Polarized Reflectance Versus Distance from Incidence; Approach to Anisotropy of Scattering in Packed Powders. A layer of packed alumina particles with diameters d = 2–6 μm was irradiated in z-direction with a focused laser beam polarized in y-direction. The reflectance was scanned in x-direction using a second polarizer oriented either in y-direction (parallel, R_||) or in x-direction (perpendicular, R_⊥).

Figure 17 presents two experimental curves, E₁ = R′_|| + R′_⊥ and E₂ = 2 R_⊥, as well as simulated data for isotropic scattering MC₁ = R′ _tot and MC₂ = R′ _tot − R′₁. The experimental degree of polarization P = 1 − (E₂/E₁) amounts at the center of irradiation to Pmax = 0.48. This value decreases with increasing × and approaches zero for x > 30 μm. The E₁-curve can be well fitted with an effective scattering coefficient and a small residual absorption coefficient, resulting in MC₁. From these coefficients, R′1 and finally MC₂ were calculated, assuming isotropic scattering. It can be clearly seen that E₂ > MC₂. Hence R′₁ is not fully polarized or, much more realistically, forward scattering reduces its contribution to total reflectance. Figure 11 shows the correlation between forward scattering and the resulting depolarization of reflectance. The experimental data of the alumina layer yield an anisotropy factor of g = 0.25 if only R₁ is assumed to be polarized. However it is reasonable to consider also the higher orders n + 1 of reflectance as partly polarized according to P_n+1 = αP_n, where α = 0.7 for Rayleigh-spheres ²⁸ and α = 0.65-0.8 for Miespheres. ²⁹ Irregular particles tend to stronger depolarization ³⁰ as well as particle aggregates. ⁶ In Fig. 11 we weighted the polarization of higher order reflectances with α = 0.5. Thus, the anisotropy of the alumina particles lies in the range of g = 0.25-0.5. This value is still moderate and allows one to apply the concept of effective scattering also in the field of laterally resolved reflectance.

CONCLUSIONS

Monte Carlo simulations and analytical approximations for the radial propagation of light are presented and discussed.

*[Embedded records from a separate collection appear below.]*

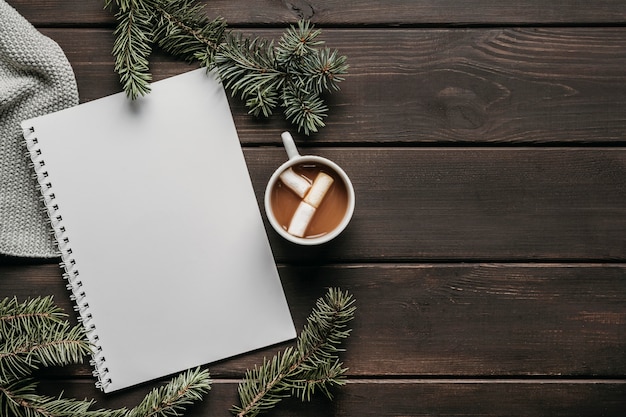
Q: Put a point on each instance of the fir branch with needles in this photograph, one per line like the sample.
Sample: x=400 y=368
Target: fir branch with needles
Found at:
x=294 y=74
x=312 y=365
x=35 y=334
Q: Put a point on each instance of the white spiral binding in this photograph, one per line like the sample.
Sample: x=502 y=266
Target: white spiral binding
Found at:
x=68 y=263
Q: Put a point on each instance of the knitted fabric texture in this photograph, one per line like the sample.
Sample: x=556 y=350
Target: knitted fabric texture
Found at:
x=35 y=79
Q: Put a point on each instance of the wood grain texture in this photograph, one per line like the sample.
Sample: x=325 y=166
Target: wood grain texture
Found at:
x=351 y=13
x=405 y=398
x=442 y=320
x=522 y=85
x=417 y=204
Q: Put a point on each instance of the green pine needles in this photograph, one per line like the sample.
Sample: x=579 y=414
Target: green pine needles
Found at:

The calculations show a substantial difference between far and near distance range. Close to the region of incidence the reflected light undergoes mainly single-scattering processes. The signal arises from regions very close to the surface, carries only little information about absorption, maintains the polarization of the incident radiation, and is concentrated around a small angular aperture

For non-absorbing species the derived approximations are accurate enough for the transmittance and for reflectance in the far distance range, but they fail in the near and very near distance range.

For absorbing species, the absorbance increases radially with approximately exponential slope. So it is evident that laterally resolved absorption spectroscopy can help to identify weak or hidden absorbers.

In the analysis of real samples, the influence of anisotropic forward scattering and internal reflections lead to an increase of the radial spread of reflectance

The close agreement between the theoretical and experimental data confirms the validity of the model and of the assumed approximations.